На дворе послышались шаги, кашель, недовольный мужской голос:
– Клавка, выгони корову в денник и сена дай! Да напоить не забудь в обед! Все, я пошел, глядите тут у меня, чтоб все в порядке было!
Стукнуло железное кольцо калитки, затем тягуче скрипнула дверь скотного двора, промычала корова, проходя в денник, и там, на новом месте, принялась тяжело вздыхать, будто кому жаловалась на жизнь.
Денник был рядом с сеновалом, разделяла их всего лишь дощатая стена, и Вася-Конь хорошо слышал не только коровьи вздохи, но даже легкий скрип снега, когда скотина переступала с ноги на ногу.
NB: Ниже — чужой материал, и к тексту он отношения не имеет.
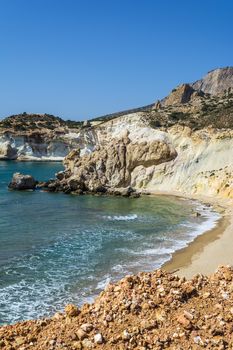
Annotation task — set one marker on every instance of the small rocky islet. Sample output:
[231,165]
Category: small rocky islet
[155,310]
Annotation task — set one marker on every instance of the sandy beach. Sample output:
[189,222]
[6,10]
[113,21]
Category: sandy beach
[209,250]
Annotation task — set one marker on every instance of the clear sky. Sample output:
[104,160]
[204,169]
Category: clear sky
[83,58]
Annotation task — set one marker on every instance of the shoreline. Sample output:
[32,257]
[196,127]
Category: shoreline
[208,250]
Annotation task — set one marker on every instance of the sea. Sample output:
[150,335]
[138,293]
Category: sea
[57,249]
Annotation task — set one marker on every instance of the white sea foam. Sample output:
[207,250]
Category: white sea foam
[121,217]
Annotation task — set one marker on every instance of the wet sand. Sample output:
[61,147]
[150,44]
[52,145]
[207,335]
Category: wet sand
[209,250]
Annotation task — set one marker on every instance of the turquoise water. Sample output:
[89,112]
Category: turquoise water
[57,248]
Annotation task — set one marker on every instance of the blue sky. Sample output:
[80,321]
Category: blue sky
[80,59]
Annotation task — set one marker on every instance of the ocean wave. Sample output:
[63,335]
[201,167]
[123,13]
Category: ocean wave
[121,217]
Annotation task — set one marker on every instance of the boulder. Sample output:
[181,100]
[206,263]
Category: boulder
[22,182]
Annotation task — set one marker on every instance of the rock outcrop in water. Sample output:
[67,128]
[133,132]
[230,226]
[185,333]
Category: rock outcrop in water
[184,145]
[156,310]
[42,137]
[22,182]
[110,166]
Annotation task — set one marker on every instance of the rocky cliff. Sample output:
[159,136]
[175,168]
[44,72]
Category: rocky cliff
[41,137]
[216,81]
[183,144]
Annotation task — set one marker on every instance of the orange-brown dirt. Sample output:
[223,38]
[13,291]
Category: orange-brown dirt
[156,310]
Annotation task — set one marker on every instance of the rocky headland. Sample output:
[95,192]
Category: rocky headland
[41,137]
[181,144]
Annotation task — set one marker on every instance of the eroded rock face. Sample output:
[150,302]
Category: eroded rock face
[182,94]
[22,182]
[154,310]
[216,81]
[7,151]
[111,165]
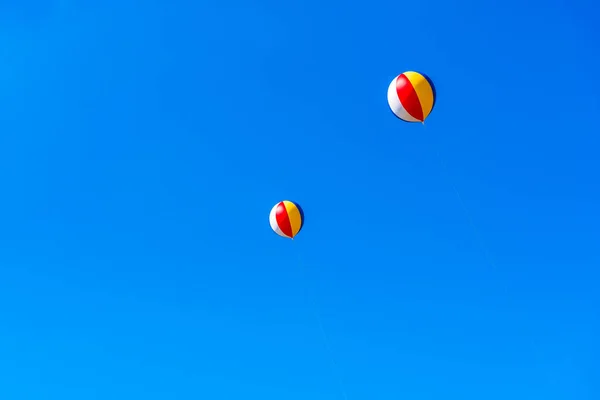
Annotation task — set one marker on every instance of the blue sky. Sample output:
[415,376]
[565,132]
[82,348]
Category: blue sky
[143,144]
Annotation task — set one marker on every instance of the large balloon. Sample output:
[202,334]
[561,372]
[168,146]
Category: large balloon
[286,218]
[411,96]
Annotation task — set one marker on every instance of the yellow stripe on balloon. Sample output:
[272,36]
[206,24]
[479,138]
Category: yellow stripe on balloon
[294,216]
[423,90]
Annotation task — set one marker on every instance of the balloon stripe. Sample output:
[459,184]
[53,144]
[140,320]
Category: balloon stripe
[432,90]
[395,105]
[408,97]
[293,216]
[423,90]
[283,220]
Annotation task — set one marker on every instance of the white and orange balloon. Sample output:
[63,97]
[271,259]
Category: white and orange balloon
[286,218]
[411,96]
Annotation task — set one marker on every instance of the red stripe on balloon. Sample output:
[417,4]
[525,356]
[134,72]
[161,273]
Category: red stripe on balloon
[283,220]
[409,97]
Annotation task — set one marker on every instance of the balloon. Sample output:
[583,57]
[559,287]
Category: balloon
[287,219]
[411,96]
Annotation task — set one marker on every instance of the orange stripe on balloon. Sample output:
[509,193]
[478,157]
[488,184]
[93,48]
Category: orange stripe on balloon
[283,220]
[408,97]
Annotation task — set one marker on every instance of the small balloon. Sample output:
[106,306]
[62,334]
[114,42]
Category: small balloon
[411,96]
[286,218]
Под эти негромкие, убаюкивающие звуки он задремал, но и во сне продолжал ощущать вкус сладкого поцелуя на своих губах и неподдельно изумлялся: «Надо же, как тавро прикипело!»
Иногда тонкая нить дремоты обрывалась, он тревожно вслушивался – все ли спокойно? – плотнее натягивал воротник полушубка и снова окунался в зыбкое, сонное течение, не переставая удивляться: «Жил, жил и никогда такой сладости не ведал. Уж не приворожила ли?» Спрашивал самого себя, ответа не находил, а поцелуй на губах продолжал гореть, словно и впрямь припечатан был раскаленным железом.
К вечеру прижал мороз, пласт сена уже не спасал, и Вася-Конь, вздрагивая от стужи, выбрался наружу, подрыгал затекшими ногами, разгоняя кровь, и неслышно соскользнул по лестнице с сеновала. Выбрался на улицу, полюбовался издали на узкое высокое окно, из которого выпрыгивал утром, и незнакомая, неизвестная ему раньше тоска зацепилась за сердце, как заноза. Окно в фиолетовых сумерках светилось уютно и ярко, манило к себе, но Вася-Конь заставил себя отвернуться, нахлобучил шапку на самые глаза, угнулся, прячась в поднятый воротник полушубка, и двинулся легким, скользящим шагом по улице, поближе прижимаясь к высоким заборам.
На берегу Каменки, на отшибе от остальных домов, стояла, завалившись на один бок, низенькая избушка с плоской крышей и одноглазо смотрела в наползающую ночь тусклым кривым окошком. Ни ограды, ни мало-мальского заборчика возле избушки не было, и сугробы подпирали ее под самую крышу. Вася-Конь взобрался на один из них, шлепнулся на задницу и скатился по накатанной дорожке прямо к дверям. Не поднимаясь, ногой постукал по расхлябанным доскам, и они отозвались таким грохотом, будто имели собственные лязгающие голоса. Дверь сразу же распахнулась, из темного нутра пригласили:
– Вползай, кого Бог послал.
Вася-Конь поднялся на четвереньки, скользнул в узкую щель сеней и уже через вторые двери, обитые рваным войлоком, попал в саму избушку.
– Прихлопни крепче.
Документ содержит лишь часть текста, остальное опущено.